Mic-1 Off and Other Video Highlights


The Press Enterprise has published the entire 500 page report from the California Highway Patrol on the Feb. 8 incident involving former Riverside Chief Russ Leach at this link and included the dash cam video from the squad car that had been assigned to patrol officers, Jeremy Miller and Grant Linhart. A picture's worth a thousand words and a video is a thousand pictures and the visceral reaction to watching the traffic stop unfold at least a portion of it stirred much response in viewers across the city and served up some serious ire all over again. People who have watched this train wreck unfold since it started are bringing with them the experiences of everyone they ever knew who was stopped for a suspected DUI, evaluated and handcuffed to be placed in the back seat of a squad car to be shipped off to be booked and even jailed.

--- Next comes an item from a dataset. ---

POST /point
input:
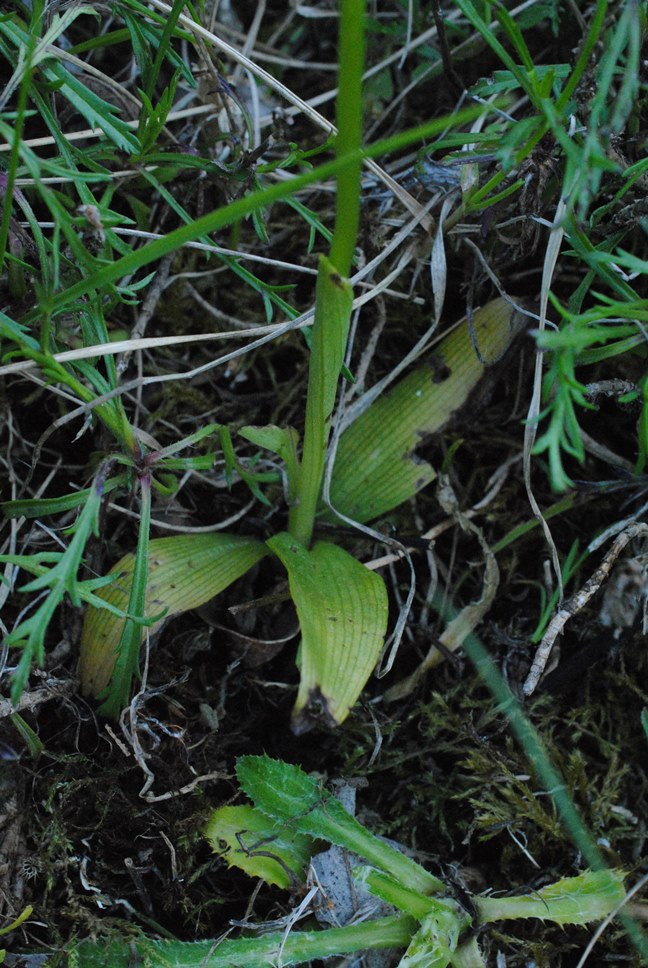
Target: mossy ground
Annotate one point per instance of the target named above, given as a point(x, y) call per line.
point(441, 770)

It's very hard for many of these people to reconcile what they've seen, heard and even experienced involving DUI stops of ordinary motorists with what's unfolding on the video which captured this one involving Leach. And yes, watching the immediate deference of the patrol officers to Leach, them signaling each other, and then the video go silent, stirred some strong reactions in people. People hear and discuss and joke about the double standard all the time but the police department's own technology allowed them to see it firsthand. It's like hearing that preferential treatment's given out to politicians and police chiefs by officers often enough to believe it or to wonder if it's true and then voila, getting to see in a matter of speaking one such case of preferential treatment unfold.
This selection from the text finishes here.